A maritime investigation in the UK has blamed failure to follow basic safety principles for the death of an offshore worker.
The worker, David Stephenson died after suffering crushing injuries when a 4-ton cursor fell on him as he worked on a diving support vessel. The brake failed when the power was turned off, and the equipment fell on the seaman. The injured worker was flown to the Aberdeen Royal Infirmary, and died the same evening. The accident occurred in April last year, just as families of offshore workers were mourning the deaths of 17 people in a helicopter crash in the North Sea.
The accident was blamed on the malfunctioning of the winch on the diving support vessel. The Marine Accident investigation Branch says that the tragedy has lessons for the offshore industry. It has issued a safety flyer to the offshore support industry which says that although the accident occurred due to a defective valve, the death could have been avoided if the curser had been supported using other means. The flyer warns employers not to blindly trust a piece of equipment that is not fully tested.
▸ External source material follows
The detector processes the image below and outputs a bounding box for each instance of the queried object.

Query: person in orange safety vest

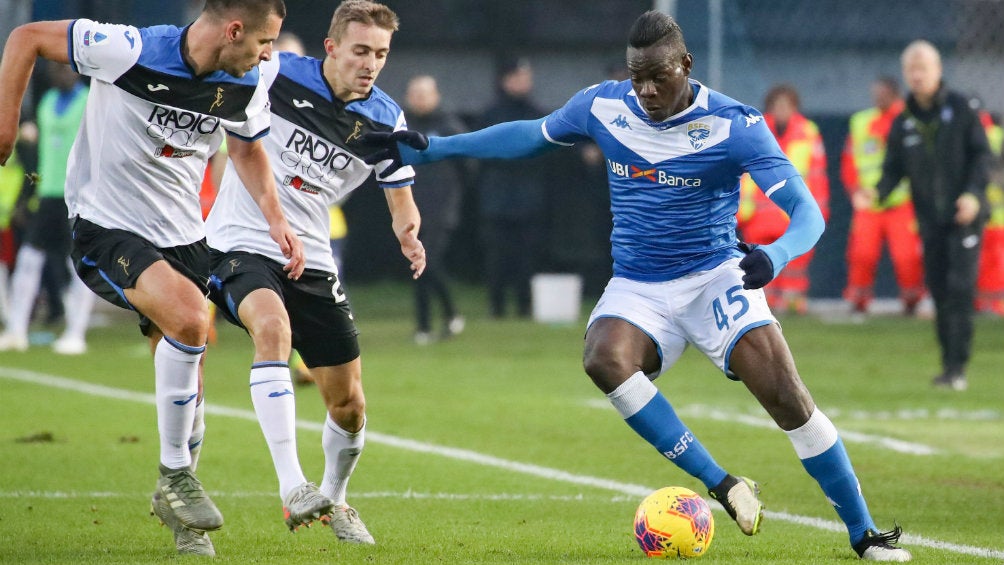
[840,76,926,315]
[737,84,829,314]
[976,110,1004,316]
Failure to take adequate safety precautions, over reliance on a piece of machinery and failure to place safeguards that would act if any part of the winch failed – all of these seem to have contributed to the tragedy. As a maritime attorney, I find this kind of carelessness reprehensible. That there was no other mechanical safeguard in place to protect a worker from being crushed if the machinery malfunctioned, makes me wonder if maritime safety standards are still stuck in the 18th century.